Do you have to provide your social security number to a lawyer when becoming Power of Attorney for someone? If so, what other documents or data must the person assuming the role of Power of Attorney provide? I've heard that banks require their own POA in addition and that they will photocopy the POA's ID and require their social. Is this necessary, legal and if so, is it wise to provide these documents considering the security of guarding one's social security number? If not, what options exist with the banks? Also, does the Principal need to provide the social security number to the lawyer preparing the POA?

Attorney Answers 2


Lawyers and financial institutions have a legal obligation to confirm the identity of the people who come to them for services. In such a case it is proper to request a photo id and your SS number. There are always people who will abuse this information, but for the most part banks and lawyers should not be that type.
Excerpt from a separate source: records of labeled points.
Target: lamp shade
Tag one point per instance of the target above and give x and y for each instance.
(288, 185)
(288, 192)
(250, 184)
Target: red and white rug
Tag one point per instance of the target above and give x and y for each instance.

Furthermore, SS numbers are critical when authorizing someone to have a P of A over your finances. Without the SS#, a person with your name or similar name might abuse the power. Finally, some banks have their own P of A and prefer that the person use their form. It is always wise to confer with the institution before executing the document. It is now the law that when the document is provided to others besides the bank or lawyer that the first portion of the SS number is redacted (meaning blocked out, and the only number revealed are the last four. This has become the law now when someone disseminates your SS #. For example if I was to file a complaint in court and had an exhibit with your SS # on it (such as on a P of A) the number would be redacted for your protection. Most lawyers have had the experience of a potential client using the name and id of a close relative (for example if there is a warrant out for their arrest). I had a client whose sister was using her id in order to order large quantities of prescription medication. This is why lawyers usually confirm the id of their clients.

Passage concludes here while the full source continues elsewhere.